The future of the DCU relies on Warners’ awareness that much of this particular fan base is less interested in cinematic universes and cameos, and more invested in filmmakers with distinct, sometimes even controversial, visions. Those are films that fans will rally behind, but hopefully in a well-adjusted way that doesn’t make you think you’re going to see them inserting themselves into their directors’ family photos. James Gunn certainly seems like a filmmaker who can deliver an inspired take on Superman with Superman: Legacy. He has a built-in fan base, which, truthfully, matters a lot less with general audiences in the grand scheme of things. Most folks just want to see a good movie, and if that is delivered upon, a new fan base can emerge. As a filmmaker, Gunn has earned a lot of trust, but for fans, both old and new, to stick around after Legacy, he’s going to need more than a blueprint for the future. He’s going to need a league of filmmakers in whom audiences can put their trust.
Warner Bros. isn’t going to win back everyone, and it would be a mistake — one that the studio made in the past with the DCEU — to even think that they can. Attempting to make films for everyone resulted in the theatrical cut of Justice League (2017), a film for no one. And it will take time to rebuild DC’s fandom, to unify the parts that can be unified, and simply let the rest go.
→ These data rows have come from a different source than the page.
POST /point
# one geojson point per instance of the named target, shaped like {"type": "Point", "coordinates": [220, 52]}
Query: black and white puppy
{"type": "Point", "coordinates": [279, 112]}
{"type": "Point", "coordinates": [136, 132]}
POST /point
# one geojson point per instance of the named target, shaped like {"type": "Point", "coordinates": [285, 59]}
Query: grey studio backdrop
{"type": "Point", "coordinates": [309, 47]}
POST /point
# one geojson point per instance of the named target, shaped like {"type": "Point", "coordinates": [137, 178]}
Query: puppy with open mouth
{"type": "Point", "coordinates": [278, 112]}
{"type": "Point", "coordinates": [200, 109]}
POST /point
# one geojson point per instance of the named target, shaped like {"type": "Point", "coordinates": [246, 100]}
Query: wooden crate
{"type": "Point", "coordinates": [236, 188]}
Not everyone is going to be sold, and expecting a billion-dollar Superman film out the gate would be absurd, but of course, we’ve been down that road before. Perhaps the simplest lesson for this current regime comes from the film that spearheaded a DC cinematic universe in the first place, The Dark Knight: “Sometimes people deserve to have their faith rewarded.”
That means offering consistency and not changing directions every time some critics and certain segments of fandom become blinded by nostalgia or throw tantrums when the story isn’t told the way they wanted it to be. That means decisiveness and letting filmmakers do more than simply adapt the familiar, but challenge what we think we want from these movies and what we think we know about these characters. The DCU has to do more than make fans believe a man can fly. It has to make them believe that this time, there’s a willingness to stay the course and see that flight to its destination. Only then will the DC film fans be found again.